Faltam pouco mais de oito horas para o inicio do copo de água e, apesar de não aparentar, tudo parece estar sob controlo. Numa área interior foi montado um enorme espaço de cozinha e de copa. São 11.30h e centenas de talheres para polir e pratos e copos para limpar. Noutra zona aprovisionam-se e arrumam-se grades de aguas e refrigerantes, barris de cerveja e caixas de vinhos. Por volta das 14:00h, pausa para o almoço do pessoal – ainda que na sala há quem fique a armar o palco e a pista de dança.

 

Quando regressamos a meio da tarde já a cozinha funciona em linha de montagem.
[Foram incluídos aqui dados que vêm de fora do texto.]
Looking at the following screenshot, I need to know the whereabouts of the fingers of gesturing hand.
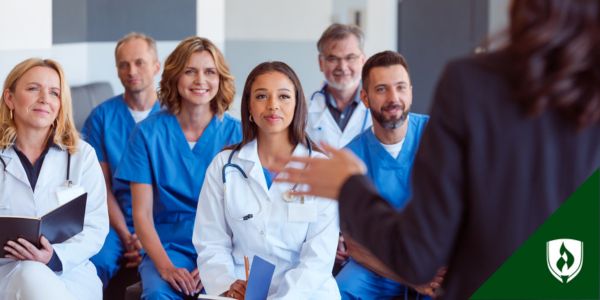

O menu principal é curto (entrada, prato e sobremesa) mas existe um sem número de aperitivos, mesa de queijos, frutas e iguarias para o ‘after party’ para preparar. Massa Filo com Galinha e Caril, Croquetas de Lagosta,

Lâminas de Batata, Polvo e Vinagrete, Ravioli de Salmão, Amêndoas e Tomate com Creme de Queijo, Pequena Açorda de Carne e Caça, Pequeno Copo de Cidra com Spaguetti de Espinafres, são alguns dos ‘snacks’ a servir.

 

Algumas destas iguarias chegaram do São Gião chega nessa manhã. Ficam a aguardar vez nos fornos convectores (a baixa temperatura permite que se mantenham quentes sem ressequir) enquanto outros, com o lombo de porco preto, cozinhados e acondicionados a vácuo, são finalizados no local. Acaba de chegar o bolo dos noivos. Pedem-se braços. A transposição para a sala tem de ser feita com rapidez, porque o carro está a impedir o trânsito, mas também com todo o cuidado. Nem queremos imaginar o que pode acontecer se aquele bolo de cem quilos distribuídos por três andares cai. São necessários quatro homens para o transportar para a sala dos claustros, por entre escadas apertadas, e vários obstáculos próprios de uma cozinha improvisada. A missão cumpre-se sem danos de maior. Há apenas uma ligeira brecha que será reparada mais tarde por Francisco Gomes, o Chefe pasteleiro da Colonial, de Barcelos, que é, também, responsável pela sobremesa principal: merengue seco de chocolate com shot de gelado de nata).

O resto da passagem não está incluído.